Pioneering first-in-class HDAC-ROCK inhibitors as potential multitarget anticancer agents

Aim: With the aim of simultaneously modulating the epigenetic system and the protein kinase pathway, we selected the Enzyme histone deacetylase (HDAC) and the Rho-associated protein kinases (ROCK) as desired targets to develop potential multitarget Anticancer agents with additional antimetastatic properties. We report here the rational design, synthesis, and biological evaluation of the first-in-class HDAC/ROCK multitarget inhibitors in pancreatic ductal adenocarcinoma (PDAC) and triple-negative breast Cancer (TNBC).

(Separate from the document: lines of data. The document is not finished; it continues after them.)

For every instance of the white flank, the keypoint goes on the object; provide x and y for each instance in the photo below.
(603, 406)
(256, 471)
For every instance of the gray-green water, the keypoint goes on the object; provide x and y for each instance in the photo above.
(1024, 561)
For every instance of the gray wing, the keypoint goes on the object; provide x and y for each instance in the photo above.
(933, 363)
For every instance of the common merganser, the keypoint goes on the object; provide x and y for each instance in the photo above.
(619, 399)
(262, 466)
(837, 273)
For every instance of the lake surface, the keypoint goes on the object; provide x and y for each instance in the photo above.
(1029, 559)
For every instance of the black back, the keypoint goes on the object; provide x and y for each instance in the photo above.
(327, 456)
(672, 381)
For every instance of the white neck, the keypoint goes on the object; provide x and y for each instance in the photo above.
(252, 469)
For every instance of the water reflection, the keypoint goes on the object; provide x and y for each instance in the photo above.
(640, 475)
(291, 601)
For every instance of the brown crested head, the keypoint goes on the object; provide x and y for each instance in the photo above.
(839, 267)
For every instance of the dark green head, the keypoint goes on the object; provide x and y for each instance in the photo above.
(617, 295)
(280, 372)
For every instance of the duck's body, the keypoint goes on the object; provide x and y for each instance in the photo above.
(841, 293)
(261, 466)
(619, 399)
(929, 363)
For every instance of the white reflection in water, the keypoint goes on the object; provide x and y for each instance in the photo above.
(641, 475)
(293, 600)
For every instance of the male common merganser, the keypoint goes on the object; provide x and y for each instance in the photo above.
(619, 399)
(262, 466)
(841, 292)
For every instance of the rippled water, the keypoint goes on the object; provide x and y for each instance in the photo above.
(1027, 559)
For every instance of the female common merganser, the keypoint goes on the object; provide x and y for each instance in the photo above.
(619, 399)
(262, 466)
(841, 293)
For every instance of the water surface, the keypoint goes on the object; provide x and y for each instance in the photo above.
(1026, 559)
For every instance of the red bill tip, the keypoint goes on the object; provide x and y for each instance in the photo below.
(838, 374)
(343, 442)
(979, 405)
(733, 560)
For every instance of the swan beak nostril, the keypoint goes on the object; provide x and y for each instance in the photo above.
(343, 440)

Materials and methods: A molecular docking study performed with the Gold software was used to develop HDAC/ROCK multitarget inhibitors. IC₅₀ values were determined by Enzyme assays. The cytotoxicity, anti-migratory and anti-invasive properties of the inhibitors were evaluated using triple-negative breast Cancer cells (MDA-MB-231 and HCC 1973) and pancreatic ductal adenocarcinoma cells (Panc-1 and MiaPaCa-2).

Results: C-9 showed significant inhibition of HDAC6, ROCK1 and ROCK2. At the same time, this compound showed strong antiproliferative effects on MDA-MB-231, MiaPaCa-2 and Panc-1 cell lines with IC₅₀ values of 5.81 μM, 3.87 μM and 19.57 μM. In addition, it demonstrated great anti-invasive and anti-migratory effects.

Conclusion: The findings of this study strongly suggest that the simultaneous inhibition of ROCK and HDACs holds significant potential as a promising therapeutic strategy in the advancement of Cancer treatment.

Histone deacetylase; Rho-associated protein kinases; breast cancer; multitarget‐directed ligands; pancreatic ductal adenocarcinoma.